Find smallest matrix E(as measured in the 2-norm), with the property that A-E is singular

Question

A: square nonsingular matrix with the SVD A=UΣV^T Find smallest matrix E(as measured in the 2-norm), with the property that A-E is singular.

Answer 1

Hint: Consider $E$ of the form $U \tilde{\Sigma} V^\top$ for some different diagonal matrix $\tilde{\Sigma}$. Among all such $E$ of this form that make $A-E$ singular, the smallest possible $2$-norm of $E$ will be $\sigma_{\min}(A)$. This will correspond to $\tilde{\Sigma}$ having all zero diagonal entries except a $\sigma_{\min}(A)$ in the same position as $\sigma_{\min}(A)$ in $A$.

Hint 2: It remains to show that if we consider arbitrary $E$, we still cannot find one with a smaller $2$-norm than the one explicitly constructed above.
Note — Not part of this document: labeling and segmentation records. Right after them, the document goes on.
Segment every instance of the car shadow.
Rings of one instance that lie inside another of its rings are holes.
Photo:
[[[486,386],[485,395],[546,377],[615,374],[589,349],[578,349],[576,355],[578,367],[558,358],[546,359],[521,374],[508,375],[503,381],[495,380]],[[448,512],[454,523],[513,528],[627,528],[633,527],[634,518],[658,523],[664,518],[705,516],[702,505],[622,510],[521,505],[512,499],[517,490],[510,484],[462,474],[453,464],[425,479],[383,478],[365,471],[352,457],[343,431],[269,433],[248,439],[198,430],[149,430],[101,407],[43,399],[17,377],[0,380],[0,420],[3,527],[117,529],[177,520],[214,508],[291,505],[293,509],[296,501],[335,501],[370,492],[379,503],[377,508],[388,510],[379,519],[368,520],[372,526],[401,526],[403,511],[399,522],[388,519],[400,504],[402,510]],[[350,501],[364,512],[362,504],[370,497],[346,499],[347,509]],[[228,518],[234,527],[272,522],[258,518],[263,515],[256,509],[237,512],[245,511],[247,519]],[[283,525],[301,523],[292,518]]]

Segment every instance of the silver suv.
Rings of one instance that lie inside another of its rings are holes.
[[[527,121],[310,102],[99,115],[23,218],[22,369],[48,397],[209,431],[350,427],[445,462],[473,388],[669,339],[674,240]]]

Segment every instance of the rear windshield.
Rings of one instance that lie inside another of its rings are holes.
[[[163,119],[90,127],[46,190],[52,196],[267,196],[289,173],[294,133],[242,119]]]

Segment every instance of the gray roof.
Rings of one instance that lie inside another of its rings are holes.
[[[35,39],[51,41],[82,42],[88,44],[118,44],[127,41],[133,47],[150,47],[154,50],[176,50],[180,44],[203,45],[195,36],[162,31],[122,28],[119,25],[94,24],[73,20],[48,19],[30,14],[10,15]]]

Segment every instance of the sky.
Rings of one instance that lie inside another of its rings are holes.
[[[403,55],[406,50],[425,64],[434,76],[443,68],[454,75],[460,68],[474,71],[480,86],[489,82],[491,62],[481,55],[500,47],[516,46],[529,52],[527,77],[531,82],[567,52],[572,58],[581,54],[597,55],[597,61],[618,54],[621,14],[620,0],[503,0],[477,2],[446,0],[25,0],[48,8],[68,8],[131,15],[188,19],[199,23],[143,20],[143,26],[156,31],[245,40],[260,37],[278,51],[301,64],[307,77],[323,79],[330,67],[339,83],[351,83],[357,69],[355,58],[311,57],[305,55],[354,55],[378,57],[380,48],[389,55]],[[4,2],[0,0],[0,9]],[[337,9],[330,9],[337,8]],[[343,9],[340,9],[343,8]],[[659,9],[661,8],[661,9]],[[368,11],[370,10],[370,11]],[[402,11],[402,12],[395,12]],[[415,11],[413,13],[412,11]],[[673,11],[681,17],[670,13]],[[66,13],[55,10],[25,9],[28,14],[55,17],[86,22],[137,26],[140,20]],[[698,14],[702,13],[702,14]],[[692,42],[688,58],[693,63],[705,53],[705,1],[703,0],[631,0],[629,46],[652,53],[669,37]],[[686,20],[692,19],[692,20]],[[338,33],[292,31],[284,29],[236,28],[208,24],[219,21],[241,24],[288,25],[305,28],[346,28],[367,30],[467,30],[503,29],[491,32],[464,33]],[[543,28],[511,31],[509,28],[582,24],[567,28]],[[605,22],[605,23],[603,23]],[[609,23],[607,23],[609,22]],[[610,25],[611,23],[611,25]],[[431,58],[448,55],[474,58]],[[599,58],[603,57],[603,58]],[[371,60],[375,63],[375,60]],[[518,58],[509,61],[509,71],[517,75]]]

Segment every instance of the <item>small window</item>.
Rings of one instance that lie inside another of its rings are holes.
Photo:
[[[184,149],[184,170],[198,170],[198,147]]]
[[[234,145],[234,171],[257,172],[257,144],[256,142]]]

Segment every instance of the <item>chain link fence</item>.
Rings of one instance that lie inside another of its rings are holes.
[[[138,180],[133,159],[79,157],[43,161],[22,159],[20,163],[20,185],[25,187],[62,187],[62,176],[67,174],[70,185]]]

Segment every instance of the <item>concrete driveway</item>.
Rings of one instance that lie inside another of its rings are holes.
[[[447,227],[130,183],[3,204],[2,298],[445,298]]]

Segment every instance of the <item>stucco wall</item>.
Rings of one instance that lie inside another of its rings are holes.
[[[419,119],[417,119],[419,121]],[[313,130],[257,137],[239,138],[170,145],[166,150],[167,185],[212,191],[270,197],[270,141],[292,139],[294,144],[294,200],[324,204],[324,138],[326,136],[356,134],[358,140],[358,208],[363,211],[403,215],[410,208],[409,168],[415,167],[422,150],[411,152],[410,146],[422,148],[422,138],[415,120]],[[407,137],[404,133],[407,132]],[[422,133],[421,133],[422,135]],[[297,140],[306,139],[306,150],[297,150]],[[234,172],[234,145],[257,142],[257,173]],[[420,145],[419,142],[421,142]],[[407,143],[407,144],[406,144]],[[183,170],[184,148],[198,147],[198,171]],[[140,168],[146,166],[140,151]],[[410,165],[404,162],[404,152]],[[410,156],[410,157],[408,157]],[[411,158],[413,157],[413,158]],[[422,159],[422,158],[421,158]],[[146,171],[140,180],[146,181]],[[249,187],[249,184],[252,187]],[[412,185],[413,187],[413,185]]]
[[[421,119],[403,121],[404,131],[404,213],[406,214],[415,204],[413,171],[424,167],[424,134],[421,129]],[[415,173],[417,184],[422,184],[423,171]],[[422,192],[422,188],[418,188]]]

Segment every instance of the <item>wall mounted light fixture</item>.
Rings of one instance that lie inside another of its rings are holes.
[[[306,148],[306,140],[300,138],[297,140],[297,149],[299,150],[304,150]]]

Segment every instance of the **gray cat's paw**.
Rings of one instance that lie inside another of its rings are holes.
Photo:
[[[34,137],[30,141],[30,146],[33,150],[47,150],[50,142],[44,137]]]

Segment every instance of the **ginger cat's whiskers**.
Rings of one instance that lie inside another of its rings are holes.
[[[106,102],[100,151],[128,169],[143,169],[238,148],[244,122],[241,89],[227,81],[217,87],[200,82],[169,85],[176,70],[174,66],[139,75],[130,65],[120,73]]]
To do this, note that a Weyl inequality (see Exercise 22(iv) here) implies $$\sigma_{\min}(A) = |\sigma_{\min}(A-E) - \sigma_{\min}(A)| \le \|E\|_2.$$ (I am not certain if we need to appeal to Weyl's inequality to answer this question, so I am curious if there are simpler alternative approaches.)

Update: In Hint 2, I cited a rather strong result (Weyl inequality). But if we are looking at the minimum singular value (rather than the $i$th singular value), the inequality above can be proved directly, as shown here.